Chan Tong-kai é procurado pelas autoridades de Taiwan pelo alegado envolvimento no assassínio da namorada grávida, Poon Hiu-wing, de 20 anos, em fevereiro de 2018, quando ambos se encontravam de férias na ilha Formosa.
O suspeito regressou sozinho a Hong Kong, onde está preso desde abril do ano passado, depois de ter ficado provado que roubou mais de 20 mil dólares de Hong Kong (cerca de 2.330 euros) de Poon Hiu-wing.
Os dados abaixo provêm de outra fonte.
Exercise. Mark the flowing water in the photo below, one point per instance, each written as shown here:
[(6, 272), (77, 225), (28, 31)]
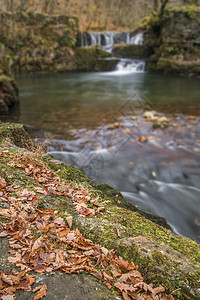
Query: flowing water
[(161, 176)]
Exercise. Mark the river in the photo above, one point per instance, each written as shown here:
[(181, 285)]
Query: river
[(71, 113)]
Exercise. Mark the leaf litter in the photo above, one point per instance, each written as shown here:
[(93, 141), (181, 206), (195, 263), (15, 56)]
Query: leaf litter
[(42, 242)]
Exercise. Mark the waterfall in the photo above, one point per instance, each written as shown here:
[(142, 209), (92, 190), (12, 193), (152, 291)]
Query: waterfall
[(108, 39)]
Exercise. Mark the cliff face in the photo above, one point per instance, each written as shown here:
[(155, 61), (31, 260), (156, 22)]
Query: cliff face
[(175, 42), (36, 42), (8, 89)]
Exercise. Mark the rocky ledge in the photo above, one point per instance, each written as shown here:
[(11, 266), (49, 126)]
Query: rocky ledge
[(174, 42), (161, 256), (8, 89)]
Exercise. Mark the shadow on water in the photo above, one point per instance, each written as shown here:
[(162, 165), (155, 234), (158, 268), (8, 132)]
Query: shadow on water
[(161, 176)]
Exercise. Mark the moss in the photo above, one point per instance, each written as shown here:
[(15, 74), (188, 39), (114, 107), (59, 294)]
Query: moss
[(119, 227), (16, 133)]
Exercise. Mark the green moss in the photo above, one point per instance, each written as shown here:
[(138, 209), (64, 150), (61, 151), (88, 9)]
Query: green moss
[(16, 133), (118, 228)]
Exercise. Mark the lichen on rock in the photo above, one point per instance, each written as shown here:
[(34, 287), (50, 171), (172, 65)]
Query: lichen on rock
[(163, 257)]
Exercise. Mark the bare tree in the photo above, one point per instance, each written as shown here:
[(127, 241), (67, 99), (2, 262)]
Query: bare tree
[(162, 9)]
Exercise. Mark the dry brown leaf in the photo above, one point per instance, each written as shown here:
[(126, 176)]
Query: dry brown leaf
[(142, 139), (64, 232), (37, 244), (40, 191), (7, 297), (69, 221), (159, 289), (118, 232), (125, 296), (107, 277), (59, 221), (3, 234), (109, 286), (41, 293), (5, 212)]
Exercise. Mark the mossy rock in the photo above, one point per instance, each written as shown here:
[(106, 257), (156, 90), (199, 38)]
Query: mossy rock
[(91, 59), (9, 96), (163, 257)]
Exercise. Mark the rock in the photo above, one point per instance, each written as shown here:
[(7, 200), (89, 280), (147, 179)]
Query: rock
[(94, 59), (174, 42), (114, 125), (130, 51), (164, 258)]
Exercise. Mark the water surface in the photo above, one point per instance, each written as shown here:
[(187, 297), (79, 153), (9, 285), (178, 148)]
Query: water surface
[(161, 176)]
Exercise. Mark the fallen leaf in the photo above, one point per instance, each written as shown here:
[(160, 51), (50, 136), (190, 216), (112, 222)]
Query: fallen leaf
[(69, 221), (41, 293), (118, 232)]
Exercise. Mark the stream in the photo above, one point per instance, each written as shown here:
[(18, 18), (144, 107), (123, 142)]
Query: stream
[(71, 113)]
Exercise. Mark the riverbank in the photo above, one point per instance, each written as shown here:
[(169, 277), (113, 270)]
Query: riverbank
[(101, 214)]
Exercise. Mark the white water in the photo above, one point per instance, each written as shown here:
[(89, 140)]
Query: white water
[(128, 66), (107, 40)]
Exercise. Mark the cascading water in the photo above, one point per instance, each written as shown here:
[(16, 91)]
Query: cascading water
[(107, 40)]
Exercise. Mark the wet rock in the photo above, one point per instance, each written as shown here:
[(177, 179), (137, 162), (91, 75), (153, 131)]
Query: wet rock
[(175, 42)]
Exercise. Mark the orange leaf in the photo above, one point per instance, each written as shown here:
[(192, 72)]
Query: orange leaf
[(41, 293), (69, 221), (64, 232)]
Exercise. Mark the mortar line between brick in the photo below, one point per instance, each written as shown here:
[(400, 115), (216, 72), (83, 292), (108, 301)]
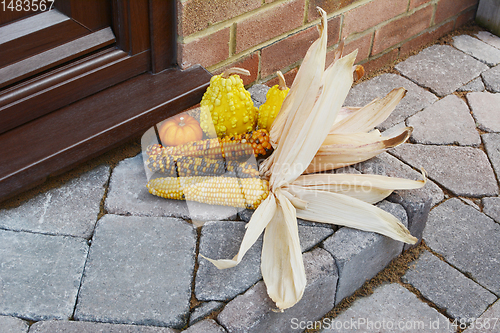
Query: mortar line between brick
[(306, 12), (225, 24)]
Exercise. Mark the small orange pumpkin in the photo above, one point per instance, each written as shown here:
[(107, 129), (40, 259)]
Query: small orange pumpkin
[(180, 129)]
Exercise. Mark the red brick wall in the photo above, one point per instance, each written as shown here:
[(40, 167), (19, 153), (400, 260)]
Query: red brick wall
[(264, 36)]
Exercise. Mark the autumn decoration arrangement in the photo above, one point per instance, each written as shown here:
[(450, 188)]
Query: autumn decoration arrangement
[(299, 133)]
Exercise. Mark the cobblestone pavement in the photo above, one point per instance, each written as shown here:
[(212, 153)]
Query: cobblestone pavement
[(136, 268)]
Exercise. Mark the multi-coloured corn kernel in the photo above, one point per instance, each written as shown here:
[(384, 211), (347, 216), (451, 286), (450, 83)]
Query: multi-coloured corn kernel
[(242, 145), (160, 161)]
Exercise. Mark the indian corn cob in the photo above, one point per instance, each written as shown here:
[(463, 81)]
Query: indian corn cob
[(227, 106), (223, 191), (274, 99)]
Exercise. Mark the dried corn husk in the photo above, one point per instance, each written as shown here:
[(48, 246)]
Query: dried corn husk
[(310, 126)]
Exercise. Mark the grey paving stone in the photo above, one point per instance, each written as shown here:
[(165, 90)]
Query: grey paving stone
[(253, 311), (489, 321), (441, 68), (474, 85), (205, 326), (492, 146), (40, 274), (128, 195), (489, 38), (139, 271), (417, 202), (360, 255), (491, 79), (415, 100), (454, 226), (492, 208), (446, 287), (67, 210), (445, 122), (391, 308), (204, 310), (471, 202), (258, 92), (221, 240), (465, 171), (59, 326), (13, 325), (478, 49), (485, 109)]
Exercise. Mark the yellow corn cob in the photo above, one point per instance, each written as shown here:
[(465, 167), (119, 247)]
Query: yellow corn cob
[(256, 142), (274, 99), (223, 191), (185, 166)]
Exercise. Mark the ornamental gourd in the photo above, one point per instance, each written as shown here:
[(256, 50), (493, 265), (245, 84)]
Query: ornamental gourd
[(274, 99), (227, 106), (179, 130)]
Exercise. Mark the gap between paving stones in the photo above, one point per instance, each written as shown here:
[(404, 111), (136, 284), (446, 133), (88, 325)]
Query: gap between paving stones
[(391, 274)]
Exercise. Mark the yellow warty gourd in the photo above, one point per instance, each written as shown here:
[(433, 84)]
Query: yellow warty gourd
[(274, 99), (227, 106)]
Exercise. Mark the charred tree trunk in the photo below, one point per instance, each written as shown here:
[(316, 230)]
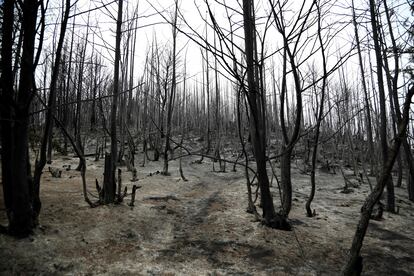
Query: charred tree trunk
[(257, 122), (353, 263), (46, 140), (110, 160), (17, 182), (383, 110)]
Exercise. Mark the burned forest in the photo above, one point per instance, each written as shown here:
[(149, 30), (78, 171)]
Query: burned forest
[(206, 137)]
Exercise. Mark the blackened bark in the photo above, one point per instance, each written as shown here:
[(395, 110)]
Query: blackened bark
[(16, 174), (109, 183), (257, 122), (47, 135)]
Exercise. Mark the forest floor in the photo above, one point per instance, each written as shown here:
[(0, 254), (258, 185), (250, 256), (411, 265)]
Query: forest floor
[(201, 227)]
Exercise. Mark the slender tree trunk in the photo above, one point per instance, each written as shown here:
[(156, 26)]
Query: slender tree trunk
[(16, 174), (109, 174), (257, 122), (40, 164), (172, 93), (352, 266), (383, 110)]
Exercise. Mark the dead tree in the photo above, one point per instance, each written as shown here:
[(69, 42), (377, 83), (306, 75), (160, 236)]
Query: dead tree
[(173, 88), (255, 97), (319, 117), (353, 262), (40, 164), (18, 192), (382, 103), (109, 185)]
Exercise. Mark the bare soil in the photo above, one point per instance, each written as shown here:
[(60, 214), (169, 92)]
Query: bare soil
[(201, 227)]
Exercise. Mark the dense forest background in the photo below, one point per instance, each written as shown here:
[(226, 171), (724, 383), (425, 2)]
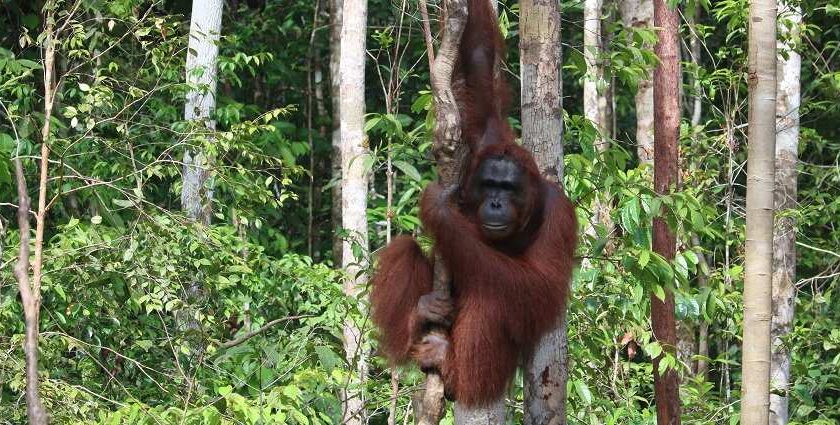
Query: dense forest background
[(124, 339)]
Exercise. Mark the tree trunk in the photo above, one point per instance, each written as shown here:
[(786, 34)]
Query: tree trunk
[(203, 50), (694, 51), (639, 13), (666, 92), (354, 178), (30, 291), (335, 53), (542, 132), (494, 413), (758, 262), (592, 99), (784, 233)]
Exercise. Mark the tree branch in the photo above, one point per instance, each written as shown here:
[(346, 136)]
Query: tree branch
[(447, 138), (244, 337)]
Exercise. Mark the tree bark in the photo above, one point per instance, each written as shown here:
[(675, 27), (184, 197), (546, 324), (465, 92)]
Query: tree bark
[(448, 151), (639, 13), (30, 291), (542, 132), (784, 233), (666, 94), (694, 51), (592, 99), (202, 53), (354, 178), (758, 267), (335, 53)]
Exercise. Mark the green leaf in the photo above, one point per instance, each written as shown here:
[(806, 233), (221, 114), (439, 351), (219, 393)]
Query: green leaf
[(583, 392), (659, 292), (644, 258), (408, 170), (225, 390)]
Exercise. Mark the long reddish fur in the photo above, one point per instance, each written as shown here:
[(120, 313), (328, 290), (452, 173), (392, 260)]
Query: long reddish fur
[(506, 295)]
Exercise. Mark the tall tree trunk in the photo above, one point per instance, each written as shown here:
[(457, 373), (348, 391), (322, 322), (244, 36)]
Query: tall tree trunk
[(784, 233), (494, 413), (694, 51), (542, 132), (666, 94), (592, 97), (354, 188), (202, 53), (639, 13), (335, 53), (30, 291), (758, 262)]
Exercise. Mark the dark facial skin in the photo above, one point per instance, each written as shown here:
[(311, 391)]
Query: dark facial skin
[(499, 183)]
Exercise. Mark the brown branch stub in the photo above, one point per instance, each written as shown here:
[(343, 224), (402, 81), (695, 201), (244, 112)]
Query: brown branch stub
[(447, 135), (447, 140)]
Apesar de ter sido condenado a 29 meses de prisão, uma fonte anónima citada pelo jornal South China Morning Post garantiu que Chan sairá em liberdade já no próximo mês.
Na ausência de um acordo de extradição entre Hong Kong e Taiwan, a antiga colónia britânica não dispõe de meios legais para transferir o suspeito para a ilha Formosa.
O caso conduziu a uma proposta de lei que permitiria a extradição de suspeitos para jurisdições sem acordo prévio, como Macau, Taiwan ou a China continental.
No entanto, também abriu portas a julgamentos em solo chinês, com um sistema judicial sem garantias, o que desencadeou o alarme entre a população.
O Governo de Hong Kong já anunciou a retirada formal das emendas à polémica lei da extradição, contudo, os manifestantes continuam a exigir que o Governo responda a quatro reivindicações: a libertação dos manifestantes detidos, que as ações dos protestos não sejam identificadas como motins, um inquérito independente à violência policial e, finalmente, a demissão da chefe de Governo e consequente eleição por sufrágio universal para este cargo e para o Conselho Legislativo, o parlamento de Hong Kong.
A transferência de Hong Kong para a República Popular da China, em 1997, decorreu sob o princípio "um país, dois sistemas".
Tal como acontece com Macau, para aquela região administrativa especial da China foi acordado um período de 50 anos com elevado grau de autonomia, a nível executivo, legislativo e judiciário, com o Governo central chinês a ser responsável pelas relações externas e defesa.